India Continues Bitter Sugar Subsidies
A new U.S. government report on India’s egregious trade practices, co-authored with the government of Australia, once again demonstrates the importance of a robust U.S. sugar policy.
As Congress is preparing to debate a five-year Farm Bill that includes a strengthened safety net for American sugar crop farmers – at no cost to U.S. taxpayers – U.S. and Australian officials are providing evidence to the World Trade Organization (WTO) of the billions of dollars in subsidies India has lavished on its producers.
India subsidized its sugar industry by a whopping $17.1 billion in 2022. Those subsides are “vastly in excess of levels permitted under WTO rules,” according to the report, and continued even after a dispute panel ruled in 2021 that India had violated its WTO commitments on sugar.
India continues to be the poster child of a world sugar market that is, at best, dysfunctional, and at worst, prone to volatile market swings due to manipulation. In fact, even after that dispute panel finding that India was subsidizing its industry by $13.4 billion in 2018, the subsidy levels continued to climb to $15.9 billion in 2019, $14.6 billion in 2020, $16.5 billion in 2021 and $17.1 billion in 2022. And those amounts do not even include the supports that India has been providing its sugarcane ethanol sector, which also serve to distort the world market.
Ultimately, billions of dollars in foreign sugar subsidies from huge sugar producing countries like India and Brazil encourage the over production of sugar. That surplus sugar gets dumped on global markets, driving world sugar prices down below the costs of producing that sugar.

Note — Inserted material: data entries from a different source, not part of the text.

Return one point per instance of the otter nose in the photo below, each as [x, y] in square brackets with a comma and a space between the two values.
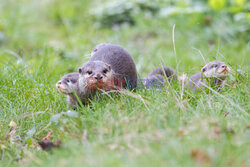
[98, 76]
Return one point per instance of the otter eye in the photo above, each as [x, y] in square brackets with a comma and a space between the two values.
[105, 71]
[89, 72]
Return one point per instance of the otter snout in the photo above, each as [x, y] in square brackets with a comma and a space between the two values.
[98, 76]
[58, 84]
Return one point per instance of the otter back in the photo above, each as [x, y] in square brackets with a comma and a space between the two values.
[120, 62]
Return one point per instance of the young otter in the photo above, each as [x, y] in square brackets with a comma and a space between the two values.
[68, 85]
[110, 62]
[158, 75]
[215, 71]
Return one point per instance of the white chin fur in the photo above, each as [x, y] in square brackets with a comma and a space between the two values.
[82, 83]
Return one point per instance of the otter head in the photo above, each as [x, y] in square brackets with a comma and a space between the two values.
[97, 71]
[68, 83]
[216, 69]
[97, 47]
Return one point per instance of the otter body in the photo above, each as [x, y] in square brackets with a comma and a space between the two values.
[69, 84]
[109, 61]
[215, 71]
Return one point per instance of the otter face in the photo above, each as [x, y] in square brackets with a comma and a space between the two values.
[215, 69]
[96, 48]
[68, 83]
[96, 70]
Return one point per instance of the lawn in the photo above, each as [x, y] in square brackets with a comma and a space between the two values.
[40, 41]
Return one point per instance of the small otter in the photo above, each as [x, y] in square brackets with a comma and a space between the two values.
[68, 85]
[110, 62]
[216, 70]
[157, 76]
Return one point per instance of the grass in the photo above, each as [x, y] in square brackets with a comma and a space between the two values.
[45, 40]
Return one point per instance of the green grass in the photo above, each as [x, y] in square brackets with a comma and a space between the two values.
[45, 40]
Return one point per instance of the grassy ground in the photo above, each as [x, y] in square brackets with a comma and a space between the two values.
[42, 41]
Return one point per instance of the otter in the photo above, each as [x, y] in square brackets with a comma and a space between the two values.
[110, 63]
[68, 84]
[215, 71]
[158, 75]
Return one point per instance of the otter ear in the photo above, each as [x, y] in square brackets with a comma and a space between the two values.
[203, 69]
[80, 70]
[108, 67]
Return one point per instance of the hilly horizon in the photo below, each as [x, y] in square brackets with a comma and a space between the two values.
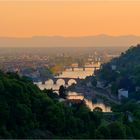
[60, 41]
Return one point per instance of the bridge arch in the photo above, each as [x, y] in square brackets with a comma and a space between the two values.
[49, 81]
[60, 82]
[98, 109]
[71, 81]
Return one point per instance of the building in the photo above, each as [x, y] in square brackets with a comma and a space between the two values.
[122, 93]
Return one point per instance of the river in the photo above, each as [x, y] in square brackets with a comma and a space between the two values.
[77, 73]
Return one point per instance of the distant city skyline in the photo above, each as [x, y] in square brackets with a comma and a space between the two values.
[69, 18]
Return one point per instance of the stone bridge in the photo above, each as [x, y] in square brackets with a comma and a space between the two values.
[84, 68]
[66, 80]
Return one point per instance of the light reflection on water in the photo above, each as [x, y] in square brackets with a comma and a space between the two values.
[77, 73]
[68, 73]
[89, 103]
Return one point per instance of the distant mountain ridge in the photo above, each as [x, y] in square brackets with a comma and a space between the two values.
[59, 41]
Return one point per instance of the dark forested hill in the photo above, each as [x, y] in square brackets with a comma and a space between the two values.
[124, 71]
[29, 113]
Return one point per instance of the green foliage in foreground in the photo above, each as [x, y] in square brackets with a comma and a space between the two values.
[27, 112]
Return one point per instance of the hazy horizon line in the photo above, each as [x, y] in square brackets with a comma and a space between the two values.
[80, 36]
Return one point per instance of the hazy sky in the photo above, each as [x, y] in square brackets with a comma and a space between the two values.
[69, 17]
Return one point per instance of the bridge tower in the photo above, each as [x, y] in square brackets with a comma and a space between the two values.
[72, 68]
[84, 68]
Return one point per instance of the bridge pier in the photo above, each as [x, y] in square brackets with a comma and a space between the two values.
[84, 68]
[43, 82]
[72, 68]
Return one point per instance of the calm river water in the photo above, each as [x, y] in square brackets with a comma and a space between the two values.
[77, 73]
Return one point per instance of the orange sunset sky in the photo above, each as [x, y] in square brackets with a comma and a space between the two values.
[69, 18]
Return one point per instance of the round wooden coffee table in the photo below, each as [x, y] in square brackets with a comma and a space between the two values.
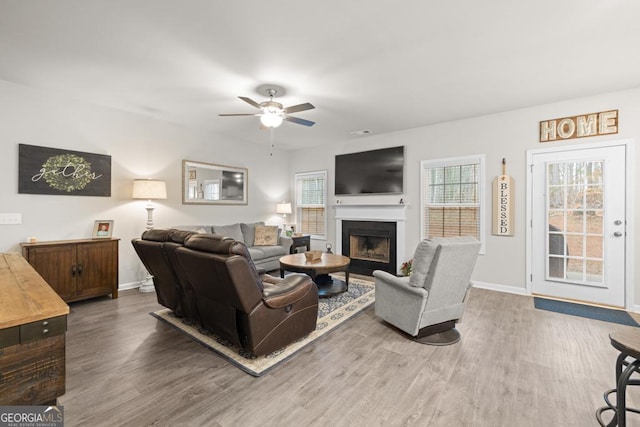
[319, 271]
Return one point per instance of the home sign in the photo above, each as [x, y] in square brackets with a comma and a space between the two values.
[603, 123]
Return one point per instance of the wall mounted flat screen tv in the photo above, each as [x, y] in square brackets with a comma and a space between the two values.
[370, 172]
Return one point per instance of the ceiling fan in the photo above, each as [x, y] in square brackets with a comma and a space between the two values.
[273, 113]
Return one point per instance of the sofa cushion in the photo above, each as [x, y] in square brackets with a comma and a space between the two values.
[195, 228]
[232, 231]
[249, 231]
[266, 235]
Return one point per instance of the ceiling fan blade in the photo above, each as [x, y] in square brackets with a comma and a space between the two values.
[299, 107]
[299, 121]
[250, 102]
[239, 114]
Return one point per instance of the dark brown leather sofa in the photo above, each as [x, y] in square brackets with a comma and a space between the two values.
[156, 249]
[213, 281]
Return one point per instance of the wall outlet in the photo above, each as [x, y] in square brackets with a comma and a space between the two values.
[10, 219]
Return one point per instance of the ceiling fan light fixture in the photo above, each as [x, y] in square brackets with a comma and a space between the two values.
[271, 119]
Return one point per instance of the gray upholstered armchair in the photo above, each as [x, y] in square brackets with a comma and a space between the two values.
[427, 304]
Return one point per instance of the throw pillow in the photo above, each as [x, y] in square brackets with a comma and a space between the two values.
[232, 231]
[266, 235]
[249, 231]
[425, 253]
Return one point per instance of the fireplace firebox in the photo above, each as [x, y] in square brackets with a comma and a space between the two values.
[371, 245]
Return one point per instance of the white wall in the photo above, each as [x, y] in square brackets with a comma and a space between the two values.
[505, 135]
[139, 148]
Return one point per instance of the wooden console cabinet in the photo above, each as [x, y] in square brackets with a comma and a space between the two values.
[33, 322]
[76, 269]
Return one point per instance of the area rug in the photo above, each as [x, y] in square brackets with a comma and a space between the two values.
[583, 310]
[332, 312]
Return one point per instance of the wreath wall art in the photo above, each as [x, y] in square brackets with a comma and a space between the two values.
[43, 170]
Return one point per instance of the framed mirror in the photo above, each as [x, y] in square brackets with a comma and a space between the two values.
[210, 184]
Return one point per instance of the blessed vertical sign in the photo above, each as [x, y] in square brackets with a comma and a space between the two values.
[503, 205]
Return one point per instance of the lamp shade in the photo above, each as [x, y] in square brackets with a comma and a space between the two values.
[283, 208]
[149, 189]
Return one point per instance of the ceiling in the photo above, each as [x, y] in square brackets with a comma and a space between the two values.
[378, 65]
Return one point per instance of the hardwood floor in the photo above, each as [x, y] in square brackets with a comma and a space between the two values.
[515, 366]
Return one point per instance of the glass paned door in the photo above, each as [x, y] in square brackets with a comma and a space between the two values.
[575, 238]
[578, 224]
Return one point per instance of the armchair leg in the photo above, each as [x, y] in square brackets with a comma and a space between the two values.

Unlike other countries, U.S. sugar crop farmers and workers produce a reliable supply of sugar under some of the world’s highest safety, labor, and environmental standards and at zero cost to taxpayers. India, on the other hand, is openly flaunting its WTO commitments to fair trade and repeatedly violating the rules. That is why Congress does not allow heavily subsidized foreign sugar to be dumped on our market.
The U.S. sugar industry has repeatedly called for an end to all global sugar subsidies, a concept known as zero-for-zero, and a modernized WTO that brings transparency and accountability to the world sugar market.
Until a true free market can be developed, weakening U.S. sugar policy would sacrifice our efficient American farmers to predatory practices, threaten 151,000 jobs, and undermine our national food security. All to benefit countries like India that continue to cheat the system with a bitter scheme of subsidies.
Support U.S. sugar producers by supporting a strengthened U.S. sugar policy.